Hoffnung im Klimaschutz

Allianzen zwischen Wissenschaft und Kultur

Ein Eisberg, von dem Eis abbricht, das schmilzt.
Neue Niedrigrekorde in der Arktis und Antarktis: So wenig Eis für Pinguine, Krill, Eisbären, Wale gab es noch nie in der Menschheitsgeschichte. © imago / YAY Images / Mariusz Prusaczyk
Ein Kommentar von Antje Boetius · 16.02.2023
Polarforscherin Antje Boetius beobachtet das Schwinden des Meereises - eine der vielen Konsequenzen der Erderwärmung. Die Kultur, sagt sie, kann in der Bekämpfung des Klimawandels eine wichtige Rolle einnehmen und Tragödien emotional erfahrbar machen.
Heute beginnt die Berlinale. Ein Projekt, an dem ich als wissenschaftliche Beraterin mitwirken durfte, ist auch dabei: die internationale Verfilmung des Bestsellers „Der Schwarm“ von Frank Schätzing. 2004 erschienen. Seine Idee damals, heute genauso fresh: unzählige reale Beobachtungen aus aktueller Meeresforschung zu einem dichten Plot verweben, die Kräfte hinter den Ereignissen einer fiktiven Meeresgewalt zuordnen.

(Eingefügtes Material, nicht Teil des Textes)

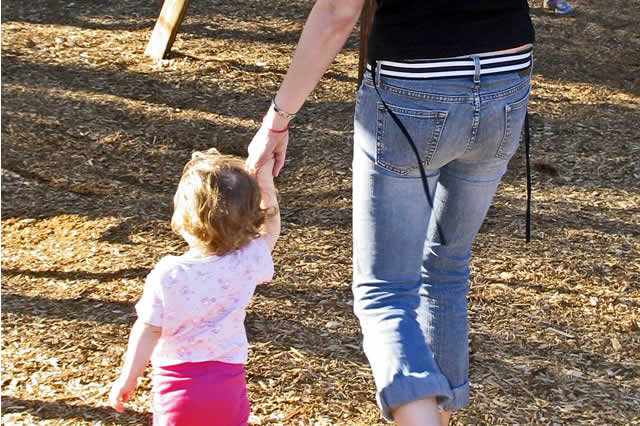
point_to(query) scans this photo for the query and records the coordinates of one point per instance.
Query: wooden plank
(166, 28)
(366, 20)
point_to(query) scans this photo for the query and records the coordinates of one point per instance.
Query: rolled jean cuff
(460, 399)
(405, 389)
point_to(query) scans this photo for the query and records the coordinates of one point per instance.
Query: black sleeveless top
(419, 29)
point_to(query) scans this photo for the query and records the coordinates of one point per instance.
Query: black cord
(527, 144)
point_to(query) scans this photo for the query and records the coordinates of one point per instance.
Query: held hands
(269, 142)
(121, 391)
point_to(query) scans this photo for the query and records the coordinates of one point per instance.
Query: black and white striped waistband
(456, 67)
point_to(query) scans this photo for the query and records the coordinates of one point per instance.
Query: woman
(447, 83)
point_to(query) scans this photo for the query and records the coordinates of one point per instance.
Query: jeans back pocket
(514, 114)
(393, 150)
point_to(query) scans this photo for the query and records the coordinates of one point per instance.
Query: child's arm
(142, 341)
(271, 228)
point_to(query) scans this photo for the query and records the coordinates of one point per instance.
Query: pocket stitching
(434, 138)
(509, 108)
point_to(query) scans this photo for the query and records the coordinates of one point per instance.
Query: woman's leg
(390, 217)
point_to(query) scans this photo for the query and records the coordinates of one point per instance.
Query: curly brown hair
(217, 202)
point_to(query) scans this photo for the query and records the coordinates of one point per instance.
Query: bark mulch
(94, 136)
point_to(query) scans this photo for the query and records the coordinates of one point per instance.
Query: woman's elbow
(345, 13)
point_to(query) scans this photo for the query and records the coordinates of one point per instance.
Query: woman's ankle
(421, 412)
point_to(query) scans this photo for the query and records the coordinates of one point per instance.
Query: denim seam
(504, 93)
(446, 99)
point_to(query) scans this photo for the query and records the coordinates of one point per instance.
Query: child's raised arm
(142, 341)
(271, 228)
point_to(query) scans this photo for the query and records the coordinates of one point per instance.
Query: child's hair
(217, 202)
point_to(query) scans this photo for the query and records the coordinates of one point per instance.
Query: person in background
(191, 314)
(561, 7)
(438, 116)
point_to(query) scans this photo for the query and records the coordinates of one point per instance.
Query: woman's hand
(269, 142)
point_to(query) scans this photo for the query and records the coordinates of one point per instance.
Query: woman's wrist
(274, 121)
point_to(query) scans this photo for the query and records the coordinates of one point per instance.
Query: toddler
(191, 314)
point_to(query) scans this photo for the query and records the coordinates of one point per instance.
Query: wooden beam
(166, 28)
(366, 20)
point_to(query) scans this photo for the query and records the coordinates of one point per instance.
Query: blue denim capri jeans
(410, 287)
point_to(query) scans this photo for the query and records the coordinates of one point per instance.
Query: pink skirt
(207, 393)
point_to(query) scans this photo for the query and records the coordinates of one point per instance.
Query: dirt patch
(94, 136)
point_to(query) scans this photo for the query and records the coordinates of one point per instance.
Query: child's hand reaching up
(264, 175)
(120, 393)
(271, 228)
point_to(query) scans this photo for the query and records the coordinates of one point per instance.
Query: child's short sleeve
(150, 307)
(263, 261)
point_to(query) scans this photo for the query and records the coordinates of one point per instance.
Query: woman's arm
(142, 341)
(327, 28)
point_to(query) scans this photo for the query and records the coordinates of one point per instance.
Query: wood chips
(95, 135)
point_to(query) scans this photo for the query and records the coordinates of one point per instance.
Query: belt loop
(476, 75)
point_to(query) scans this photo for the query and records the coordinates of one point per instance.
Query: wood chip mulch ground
(94, 136)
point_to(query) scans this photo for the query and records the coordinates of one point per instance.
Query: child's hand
(120, 393)
(264, 175)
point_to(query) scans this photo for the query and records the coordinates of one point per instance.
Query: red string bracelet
(274, 130)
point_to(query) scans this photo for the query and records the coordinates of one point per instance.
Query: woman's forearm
(327, 28)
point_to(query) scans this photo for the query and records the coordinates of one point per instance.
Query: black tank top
(419, 29)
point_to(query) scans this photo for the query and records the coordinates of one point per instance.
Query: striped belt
(456, 67)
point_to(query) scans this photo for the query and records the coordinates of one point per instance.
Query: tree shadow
(63, 410)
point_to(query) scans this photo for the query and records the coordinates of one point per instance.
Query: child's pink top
(200, 304)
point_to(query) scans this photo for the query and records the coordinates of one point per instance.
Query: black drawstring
(423, 174)
(527, 144)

"Der Schwarm" auf der Berlinale

Das Buch galt lange als unverfilmbar. Nun die Weltpremiere als Fernsehserie. Vom Sofa aus können wir in den Ozean eintauchen, Walen und Würmern ins Auge schauen, mitfiebern mit mutigen Meeresforscherinnen, die die Welt retten wollen.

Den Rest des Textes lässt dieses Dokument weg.